What a jump, a mind stretching leap from “not to worry” to “oh my, you have an out of control cancer that most physicians have never heard of, and treatment knowledge is limited.”
When she was first told she had Triple Negative Inflammatory Breast Cancer, she went through a range of emotions, reactions and coping skills.
Flashing back to the late 1970s when her grandfather was diagnosed with lung cancer, she remembered her family whispering the “C” word. They were afraid if the word cancer came out of their mouths, it would somehow boomerang back and get them all.
Knowing how cancer staging was at that time, one can understand the fear. Exploratory surgery was common practice in determining the spread of the disease.
Arnold said, “In my cancer experience, I felt like I was walking on quicksand. Nothing was as I would have expected it to be.”
Inflammatory Breast Cancer is not typically found on a mammogram. Outward physical signs are the first clue and at that point the cancer is Stage 3. Life expectancy is less than 50 percent to make it to five years, and her diagnosis was Triple Negative Inflammatory Breast Cancer, a double whammy. She learned quickly that IBC was uncharted territory.
Although the disease was first written about 200 years ago, and is viewed as the most fatal of all the breast cancers, it did not even have a medical encoding number. There were no textbooks to teach breast specialists about IBC.
“I felt I was faced with an injustice, I just could not look away,” said Arnold.
She lobbied the State of Texas to declare an Inflammatory Breast Cancer Month. In May of 2011, the proclamation was read in the House and Senate. She formed Facebook groups and set up meet-ups with other IBC patients, even on an international level. The power of one became the power of many.
“The quicksand was deep and engulfing, but we were finding a foothold. The lack of research was just shocking for IBC and really not all that impressive for Triple Negative Breast Cancer either. I just assumed that since breast cancer was such a hot topic, that breast cancer research was well funded. To a point it is, but for the ones that are most fatal, like IBC and TN, the void is wide and deep,” Arnold explained.

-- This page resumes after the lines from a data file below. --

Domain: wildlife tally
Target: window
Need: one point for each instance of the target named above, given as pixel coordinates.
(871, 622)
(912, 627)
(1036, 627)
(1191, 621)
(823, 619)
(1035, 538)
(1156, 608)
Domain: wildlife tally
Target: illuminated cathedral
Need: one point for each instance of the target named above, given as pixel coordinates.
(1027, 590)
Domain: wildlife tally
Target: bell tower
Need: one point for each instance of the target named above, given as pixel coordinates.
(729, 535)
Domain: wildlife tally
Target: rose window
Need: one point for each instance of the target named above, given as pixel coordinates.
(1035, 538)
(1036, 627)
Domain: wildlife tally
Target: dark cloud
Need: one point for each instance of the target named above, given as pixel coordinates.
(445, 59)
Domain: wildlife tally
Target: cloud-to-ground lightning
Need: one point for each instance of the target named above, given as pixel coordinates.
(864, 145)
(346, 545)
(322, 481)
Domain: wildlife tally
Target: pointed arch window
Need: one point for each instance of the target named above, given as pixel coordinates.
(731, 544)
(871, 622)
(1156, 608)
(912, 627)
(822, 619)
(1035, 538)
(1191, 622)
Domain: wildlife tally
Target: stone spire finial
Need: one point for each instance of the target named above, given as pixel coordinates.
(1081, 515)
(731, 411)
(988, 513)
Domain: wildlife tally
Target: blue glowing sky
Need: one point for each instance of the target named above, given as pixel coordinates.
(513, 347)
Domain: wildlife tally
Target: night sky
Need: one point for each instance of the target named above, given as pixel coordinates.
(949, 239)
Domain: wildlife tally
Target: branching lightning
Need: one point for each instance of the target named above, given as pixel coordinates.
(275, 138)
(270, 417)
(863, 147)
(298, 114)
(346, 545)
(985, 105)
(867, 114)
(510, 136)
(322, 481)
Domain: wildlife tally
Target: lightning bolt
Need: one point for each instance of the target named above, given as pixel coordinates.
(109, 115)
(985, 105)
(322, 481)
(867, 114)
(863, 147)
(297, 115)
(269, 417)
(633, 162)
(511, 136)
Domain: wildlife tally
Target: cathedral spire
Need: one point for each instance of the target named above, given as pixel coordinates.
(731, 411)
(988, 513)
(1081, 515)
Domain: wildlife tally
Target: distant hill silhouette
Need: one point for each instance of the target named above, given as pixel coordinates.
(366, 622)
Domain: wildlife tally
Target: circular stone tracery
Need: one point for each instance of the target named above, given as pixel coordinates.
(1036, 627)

Almost no funds go to IBC and very little to TN. Because of this, she has devoted her time — as a volunteer — to educate the lay community about IBC and TN and also to raise funds for research via a foundation she started, The IBC Network Foundation.
In the past three years, the grassroots charity has funded $330,000.00 to research and by the end of this year it expects to reach the half million dollar mark. The volunteers have been invited to be a part of the IBC International Consortium to help foster and fund research. There is also a sister charity in the United Kingdom.
The IBC Network recently held its first gala in honor of an IBC patient. The theme was “Wish Granted. Hope Lives,” and the supporters look forward to more stellar events like this as the foundation grows to meet the needs of the dedicated researchers.
“People ask me, do I feel victorious? Like a survivor? A warrior who slew her dragon? Some days I do,” Said Arnold. “But, some days I feel worn down by the mountain of need in the cancer world. Mostly, I feel grateful. My hope is to continue the pink mission started by others before me and direct more funds to research. We need research. And, one day we all can feel victorious when we truly have an answer for this because out of the 40,000-plus women who die each year of breast cancer in the United States alone, the largest percentage of those deaths were due to Inflammatory Breast Cancer.”